By Felicity LuHill
May 19, 2017
Last week, I attended the spring semester reading for WriteOn, a non-profit that “connects passionate writing teachers with underserved school children.” The teachers are second year Creative Writing MFA Candidates at The New School and the students are fourth through eighth graders from George Jackson Academy, an independent, need-blind school for boys of low-income families based in the East Village.
Throughout the course of the semester, the program meets after school, where these boys are taught contemporary teen literature and the tools to write. After creating their own work they get to read their writing out loud to their families and to members of The New School community.
It was incredibly inspiring to see these boys read out loud what they had written. Some had written poetry, while others had written science fiction and thriller. One student even had a drawing to go with his work. They were all so smart and creative; I was truly impressed.
In all of their writing, I could sense the joy they attained from expanding their creativity in this way. I love this program because I think it’s rare that kids of this age group have the chance to write creatively, or be exposed to contemporary literature in this way. It wasn’t until my sophomore year in college that I really had the chance to write beyond the traditional essay. By then it’s often too late.

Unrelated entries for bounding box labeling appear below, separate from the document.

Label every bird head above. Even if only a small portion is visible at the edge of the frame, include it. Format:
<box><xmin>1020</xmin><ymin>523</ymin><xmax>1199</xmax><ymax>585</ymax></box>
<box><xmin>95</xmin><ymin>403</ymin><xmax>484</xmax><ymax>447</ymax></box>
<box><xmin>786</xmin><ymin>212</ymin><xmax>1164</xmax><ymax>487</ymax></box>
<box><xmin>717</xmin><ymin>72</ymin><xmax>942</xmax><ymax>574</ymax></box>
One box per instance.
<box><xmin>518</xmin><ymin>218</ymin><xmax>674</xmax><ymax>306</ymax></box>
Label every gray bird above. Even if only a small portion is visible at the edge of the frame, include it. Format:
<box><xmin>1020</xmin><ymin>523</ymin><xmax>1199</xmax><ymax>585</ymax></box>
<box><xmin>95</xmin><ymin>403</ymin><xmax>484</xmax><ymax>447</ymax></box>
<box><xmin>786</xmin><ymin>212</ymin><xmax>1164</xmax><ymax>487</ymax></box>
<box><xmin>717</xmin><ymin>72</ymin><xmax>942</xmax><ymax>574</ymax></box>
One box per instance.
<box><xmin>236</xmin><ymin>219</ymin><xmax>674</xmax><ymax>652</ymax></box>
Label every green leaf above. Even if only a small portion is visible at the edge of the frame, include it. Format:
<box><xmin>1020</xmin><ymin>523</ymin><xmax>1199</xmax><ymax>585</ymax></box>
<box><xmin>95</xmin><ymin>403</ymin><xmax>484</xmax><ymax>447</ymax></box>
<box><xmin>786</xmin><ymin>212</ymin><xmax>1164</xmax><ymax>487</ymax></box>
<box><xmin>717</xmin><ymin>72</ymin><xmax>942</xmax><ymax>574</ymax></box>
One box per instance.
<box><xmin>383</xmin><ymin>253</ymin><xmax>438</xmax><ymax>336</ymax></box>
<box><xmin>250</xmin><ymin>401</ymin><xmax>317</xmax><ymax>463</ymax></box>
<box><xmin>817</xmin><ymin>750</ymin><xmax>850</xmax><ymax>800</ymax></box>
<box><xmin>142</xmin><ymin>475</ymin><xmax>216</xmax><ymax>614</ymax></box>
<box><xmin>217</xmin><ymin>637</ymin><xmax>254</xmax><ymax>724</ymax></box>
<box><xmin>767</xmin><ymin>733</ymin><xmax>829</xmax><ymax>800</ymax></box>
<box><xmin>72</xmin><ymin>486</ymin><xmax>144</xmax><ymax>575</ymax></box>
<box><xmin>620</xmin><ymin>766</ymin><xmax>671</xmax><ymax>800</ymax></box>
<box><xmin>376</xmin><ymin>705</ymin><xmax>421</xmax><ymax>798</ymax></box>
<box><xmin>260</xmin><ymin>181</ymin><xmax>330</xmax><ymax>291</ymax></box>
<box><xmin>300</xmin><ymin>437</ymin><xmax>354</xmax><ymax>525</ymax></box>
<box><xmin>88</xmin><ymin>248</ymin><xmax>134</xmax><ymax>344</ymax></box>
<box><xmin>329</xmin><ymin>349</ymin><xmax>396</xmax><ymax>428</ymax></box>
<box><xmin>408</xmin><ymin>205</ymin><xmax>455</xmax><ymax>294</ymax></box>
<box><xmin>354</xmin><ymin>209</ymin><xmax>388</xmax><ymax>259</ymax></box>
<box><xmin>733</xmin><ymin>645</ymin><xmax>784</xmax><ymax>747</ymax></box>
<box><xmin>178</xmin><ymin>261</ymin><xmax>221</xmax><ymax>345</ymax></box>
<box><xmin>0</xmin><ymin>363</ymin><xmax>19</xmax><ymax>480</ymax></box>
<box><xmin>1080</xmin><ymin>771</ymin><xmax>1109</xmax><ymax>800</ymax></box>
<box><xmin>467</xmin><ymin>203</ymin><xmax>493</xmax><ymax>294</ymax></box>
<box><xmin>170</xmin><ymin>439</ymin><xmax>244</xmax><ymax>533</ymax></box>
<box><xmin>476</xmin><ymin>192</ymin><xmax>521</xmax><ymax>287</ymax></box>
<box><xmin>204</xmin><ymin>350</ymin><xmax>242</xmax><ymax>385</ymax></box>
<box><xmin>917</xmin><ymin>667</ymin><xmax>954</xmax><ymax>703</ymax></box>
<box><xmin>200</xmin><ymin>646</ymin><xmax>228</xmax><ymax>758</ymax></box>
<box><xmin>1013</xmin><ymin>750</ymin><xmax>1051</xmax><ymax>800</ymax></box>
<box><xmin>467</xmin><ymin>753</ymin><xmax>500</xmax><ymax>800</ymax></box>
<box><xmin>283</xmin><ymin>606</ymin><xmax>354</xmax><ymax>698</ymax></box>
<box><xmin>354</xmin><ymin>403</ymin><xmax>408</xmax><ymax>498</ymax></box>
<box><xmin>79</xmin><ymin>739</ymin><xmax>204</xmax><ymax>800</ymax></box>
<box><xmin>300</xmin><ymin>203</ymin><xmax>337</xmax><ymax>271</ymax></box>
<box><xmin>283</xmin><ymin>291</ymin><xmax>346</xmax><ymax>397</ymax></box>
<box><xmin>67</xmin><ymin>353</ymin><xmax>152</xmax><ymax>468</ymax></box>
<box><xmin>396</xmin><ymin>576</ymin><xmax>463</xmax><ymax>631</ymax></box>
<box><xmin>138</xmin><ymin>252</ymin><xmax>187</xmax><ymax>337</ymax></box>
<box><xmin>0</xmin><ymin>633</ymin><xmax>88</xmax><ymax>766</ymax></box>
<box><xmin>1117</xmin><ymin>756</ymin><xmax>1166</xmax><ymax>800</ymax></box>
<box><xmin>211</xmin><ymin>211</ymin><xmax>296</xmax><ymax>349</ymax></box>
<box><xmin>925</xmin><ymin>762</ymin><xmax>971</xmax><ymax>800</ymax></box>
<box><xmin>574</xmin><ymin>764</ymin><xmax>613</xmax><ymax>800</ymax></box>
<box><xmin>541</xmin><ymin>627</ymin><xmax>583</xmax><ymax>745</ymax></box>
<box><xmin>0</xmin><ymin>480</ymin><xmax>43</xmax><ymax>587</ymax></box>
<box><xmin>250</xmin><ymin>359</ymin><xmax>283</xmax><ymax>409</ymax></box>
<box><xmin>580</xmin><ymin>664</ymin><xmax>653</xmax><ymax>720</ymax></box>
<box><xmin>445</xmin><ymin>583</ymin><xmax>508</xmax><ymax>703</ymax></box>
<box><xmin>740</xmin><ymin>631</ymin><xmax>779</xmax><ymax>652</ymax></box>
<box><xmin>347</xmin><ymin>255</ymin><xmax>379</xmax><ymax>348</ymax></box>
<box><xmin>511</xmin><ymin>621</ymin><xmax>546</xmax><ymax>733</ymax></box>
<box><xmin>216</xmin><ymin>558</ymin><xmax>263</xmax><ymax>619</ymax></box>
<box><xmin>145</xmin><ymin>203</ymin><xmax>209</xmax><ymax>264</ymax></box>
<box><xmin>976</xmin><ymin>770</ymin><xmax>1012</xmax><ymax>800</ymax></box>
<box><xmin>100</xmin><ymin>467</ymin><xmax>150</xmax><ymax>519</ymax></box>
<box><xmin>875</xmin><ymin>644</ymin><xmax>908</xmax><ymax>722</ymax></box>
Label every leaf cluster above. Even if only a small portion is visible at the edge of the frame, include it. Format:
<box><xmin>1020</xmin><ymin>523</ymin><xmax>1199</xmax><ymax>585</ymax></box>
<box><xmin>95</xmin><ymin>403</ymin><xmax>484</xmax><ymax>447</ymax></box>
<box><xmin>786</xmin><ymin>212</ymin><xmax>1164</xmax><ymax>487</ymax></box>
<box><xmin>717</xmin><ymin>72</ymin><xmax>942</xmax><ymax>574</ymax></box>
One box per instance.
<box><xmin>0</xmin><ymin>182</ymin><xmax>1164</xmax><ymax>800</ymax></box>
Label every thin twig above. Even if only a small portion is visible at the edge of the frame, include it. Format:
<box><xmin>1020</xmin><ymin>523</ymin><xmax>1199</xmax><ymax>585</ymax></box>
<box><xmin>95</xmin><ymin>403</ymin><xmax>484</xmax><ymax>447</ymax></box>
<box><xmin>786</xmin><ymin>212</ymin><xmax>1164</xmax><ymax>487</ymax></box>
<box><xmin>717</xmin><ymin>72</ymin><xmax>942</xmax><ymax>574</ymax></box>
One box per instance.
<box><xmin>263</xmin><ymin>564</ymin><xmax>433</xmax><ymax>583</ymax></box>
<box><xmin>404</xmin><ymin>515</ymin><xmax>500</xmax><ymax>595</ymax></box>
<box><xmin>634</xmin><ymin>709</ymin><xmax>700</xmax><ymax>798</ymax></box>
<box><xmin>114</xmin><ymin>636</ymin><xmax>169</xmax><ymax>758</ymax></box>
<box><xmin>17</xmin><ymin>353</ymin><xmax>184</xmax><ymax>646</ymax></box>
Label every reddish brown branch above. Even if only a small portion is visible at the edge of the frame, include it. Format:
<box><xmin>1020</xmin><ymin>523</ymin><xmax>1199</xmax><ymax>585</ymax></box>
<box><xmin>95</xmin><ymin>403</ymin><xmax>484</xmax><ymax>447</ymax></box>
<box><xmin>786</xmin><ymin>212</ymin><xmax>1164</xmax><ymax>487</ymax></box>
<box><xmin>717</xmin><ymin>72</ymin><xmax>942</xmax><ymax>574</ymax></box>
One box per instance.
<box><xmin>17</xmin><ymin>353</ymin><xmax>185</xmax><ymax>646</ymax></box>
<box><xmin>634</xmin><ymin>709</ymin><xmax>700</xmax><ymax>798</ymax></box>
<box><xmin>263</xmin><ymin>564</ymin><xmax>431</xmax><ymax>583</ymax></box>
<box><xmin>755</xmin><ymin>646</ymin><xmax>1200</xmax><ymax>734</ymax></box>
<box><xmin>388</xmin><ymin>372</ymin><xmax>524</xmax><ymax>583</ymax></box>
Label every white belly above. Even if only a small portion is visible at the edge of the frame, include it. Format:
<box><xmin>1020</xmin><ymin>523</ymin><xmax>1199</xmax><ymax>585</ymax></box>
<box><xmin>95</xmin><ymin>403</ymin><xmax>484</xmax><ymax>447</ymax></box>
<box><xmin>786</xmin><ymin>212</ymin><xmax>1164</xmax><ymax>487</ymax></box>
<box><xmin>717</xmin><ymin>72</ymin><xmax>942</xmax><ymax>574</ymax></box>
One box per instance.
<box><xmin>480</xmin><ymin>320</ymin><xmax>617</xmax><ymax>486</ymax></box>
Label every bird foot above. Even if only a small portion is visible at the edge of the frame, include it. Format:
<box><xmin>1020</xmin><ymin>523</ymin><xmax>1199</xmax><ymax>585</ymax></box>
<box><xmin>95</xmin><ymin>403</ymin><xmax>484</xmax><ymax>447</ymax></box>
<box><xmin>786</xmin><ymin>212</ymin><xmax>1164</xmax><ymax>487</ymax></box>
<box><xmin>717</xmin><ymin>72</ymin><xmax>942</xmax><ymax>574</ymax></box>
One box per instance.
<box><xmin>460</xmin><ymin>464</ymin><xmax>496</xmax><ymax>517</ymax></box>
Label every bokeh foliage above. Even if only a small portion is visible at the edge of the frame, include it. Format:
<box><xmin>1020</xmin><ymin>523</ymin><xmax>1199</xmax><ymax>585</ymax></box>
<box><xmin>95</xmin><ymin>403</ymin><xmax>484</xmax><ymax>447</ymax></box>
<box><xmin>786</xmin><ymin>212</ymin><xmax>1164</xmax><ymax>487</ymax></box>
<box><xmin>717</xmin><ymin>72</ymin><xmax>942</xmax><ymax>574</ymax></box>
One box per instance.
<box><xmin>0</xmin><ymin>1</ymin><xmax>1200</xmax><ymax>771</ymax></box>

We’re taught early and often that reading and writing are chores, necessary evils for education. And it’s for this reason that so many of us get turned off from it. I know far too many adults who can’t remember the last time they’ve read for pleasure, or who think writing something as short as an email is burdensome. It’s because we’re trained to think reading and writing in any capacity could never be fun or easy.
At Barbershop Books, our goal is to show kids, at an even earlier age, that reading can be fun, and I’m happy to see another program that’s in a similar head space. I look forward to seeing the lasting impressions programs such as ours have in allowing kids to grow in reading and writing outside of school.